Each Experts is a feed-forward network.
The gating networks take the input features and output softmax gates assembling the experts with different weights, allowing different tasks to utilize experts differently
The results of the assembled experts are then passed into the task-specific tower networks.
In this way, the gating networks for different tasks can learn different mixture patterns of experts assembling, and thus capture the task relationships.
+ They conduct a synthetic experiment.
Datasets : UCI Census-income dataset
Modeling Approaches
$$
\begin{align}
y_k = h^k(f(x)) \tag{1} \\
y = \sum_{i=1}^{n} g(x)_i f_i(x) \tag{5} \\
\end{align}
$$
- Eq (1) is the Shared-bottom Multi-task Model.
- $K$ tasks,
- shared-bottom network $f$,
- $K$ tower networks $h^k$.
- Eq (5) is the Original MoE Model.
- $ f_i $ 는 n개의 expert network,
- $ g $ 는 모든 experts의 결과를 ensemble하는 gating network.

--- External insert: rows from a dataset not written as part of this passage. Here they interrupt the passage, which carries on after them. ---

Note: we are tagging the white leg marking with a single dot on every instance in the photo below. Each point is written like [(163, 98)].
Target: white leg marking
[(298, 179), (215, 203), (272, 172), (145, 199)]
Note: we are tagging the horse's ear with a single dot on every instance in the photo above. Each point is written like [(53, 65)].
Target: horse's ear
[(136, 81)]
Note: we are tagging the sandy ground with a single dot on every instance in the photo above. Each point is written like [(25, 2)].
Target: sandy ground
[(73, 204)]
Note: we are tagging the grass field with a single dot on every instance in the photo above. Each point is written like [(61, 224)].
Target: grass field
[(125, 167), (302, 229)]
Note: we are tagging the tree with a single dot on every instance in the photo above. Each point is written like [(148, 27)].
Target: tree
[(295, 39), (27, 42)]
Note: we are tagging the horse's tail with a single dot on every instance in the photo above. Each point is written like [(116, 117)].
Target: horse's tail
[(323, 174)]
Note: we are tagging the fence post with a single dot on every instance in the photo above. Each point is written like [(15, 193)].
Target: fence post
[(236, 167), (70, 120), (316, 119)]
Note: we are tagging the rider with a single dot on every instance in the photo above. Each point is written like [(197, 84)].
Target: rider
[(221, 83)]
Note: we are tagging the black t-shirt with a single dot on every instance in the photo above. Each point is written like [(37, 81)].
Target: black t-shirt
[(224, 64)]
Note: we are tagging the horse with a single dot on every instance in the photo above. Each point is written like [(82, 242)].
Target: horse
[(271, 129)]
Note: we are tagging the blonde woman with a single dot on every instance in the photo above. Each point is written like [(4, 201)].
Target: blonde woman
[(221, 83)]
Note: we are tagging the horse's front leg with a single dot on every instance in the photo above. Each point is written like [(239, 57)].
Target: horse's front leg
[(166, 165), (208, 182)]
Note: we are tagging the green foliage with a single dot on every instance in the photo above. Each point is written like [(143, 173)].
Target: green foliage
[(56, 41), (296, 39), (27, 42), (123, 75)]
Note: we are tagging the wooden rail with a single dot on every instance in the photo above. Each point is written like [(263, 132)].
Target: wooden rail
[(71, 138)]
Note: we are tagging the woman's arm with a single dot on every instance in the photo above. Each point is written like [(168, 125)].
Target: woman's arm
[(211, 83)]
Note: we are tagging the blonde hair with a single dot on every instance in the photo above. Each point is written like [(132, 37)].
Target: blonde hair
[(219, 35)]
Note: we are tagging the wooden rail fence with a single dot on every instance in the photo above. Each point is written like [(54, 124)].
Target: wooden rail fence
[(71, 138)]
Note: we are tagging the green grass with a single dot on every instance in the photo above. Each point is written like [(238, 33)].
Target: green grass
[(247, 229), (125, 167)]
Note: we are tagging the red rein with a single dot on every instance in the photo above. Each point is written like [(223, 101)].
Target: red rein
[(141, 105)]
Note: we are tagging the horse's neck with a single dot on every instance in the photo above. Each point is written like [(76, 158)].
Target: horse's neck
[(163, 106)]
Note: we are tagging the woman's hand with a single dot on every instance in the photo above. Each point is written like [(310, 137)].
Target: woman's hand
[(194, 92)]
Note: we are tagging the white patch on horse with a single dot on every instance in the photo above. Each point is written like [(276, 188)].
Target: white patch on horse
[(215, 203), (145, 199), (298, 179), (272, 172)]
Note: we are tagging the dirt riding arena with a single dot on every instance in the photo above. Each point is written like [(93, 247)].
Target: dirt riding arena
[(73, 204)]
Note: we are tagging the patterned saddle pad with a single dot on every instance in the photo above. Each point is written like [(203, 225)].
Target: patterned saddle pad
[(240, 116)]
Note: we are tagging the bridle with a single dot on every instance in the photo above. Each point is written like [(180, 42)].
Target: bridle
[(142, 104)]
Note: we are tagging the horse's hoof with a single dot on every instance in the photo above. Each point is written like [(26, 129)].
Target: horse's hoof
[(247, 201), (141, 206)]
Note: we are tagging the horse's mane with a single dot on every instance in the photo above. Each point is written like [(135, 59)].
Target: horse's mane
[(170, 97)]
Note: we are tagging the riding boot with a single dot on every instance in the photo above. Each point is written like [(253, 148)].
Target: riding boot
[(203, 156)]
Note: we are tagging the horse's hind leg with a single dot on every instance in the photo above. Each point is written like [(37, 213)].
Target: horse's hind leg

The new model is called Multi-gate Mixture-of-Experts (MMoE) model, where the key idea is to substitute the shared bottom network $ f $ in Eq (1) with the MoE layer in Eq (5).
$$
\begin{align}
y_k = h^k(f^k(x)) \tag{6} \\
f^k(x) = \sum_{i=1}^{n} g^k(x)_i f_i(x) \tag{7} \\
g^k(x) = \text{softmax}(W_{gk} \cdot x) \tag{8}
\end{align}
$$
- Eq (5)가 Eq (7)로 수정됨. $g_k$는 각 task k에 대해 separate gating network이기 때문.
- $ W_{gk} \in \mathbb{R}^{n \times d} $ is a trainable matrix.
- $n$ is the number of experts
- $d$ is the feature dimension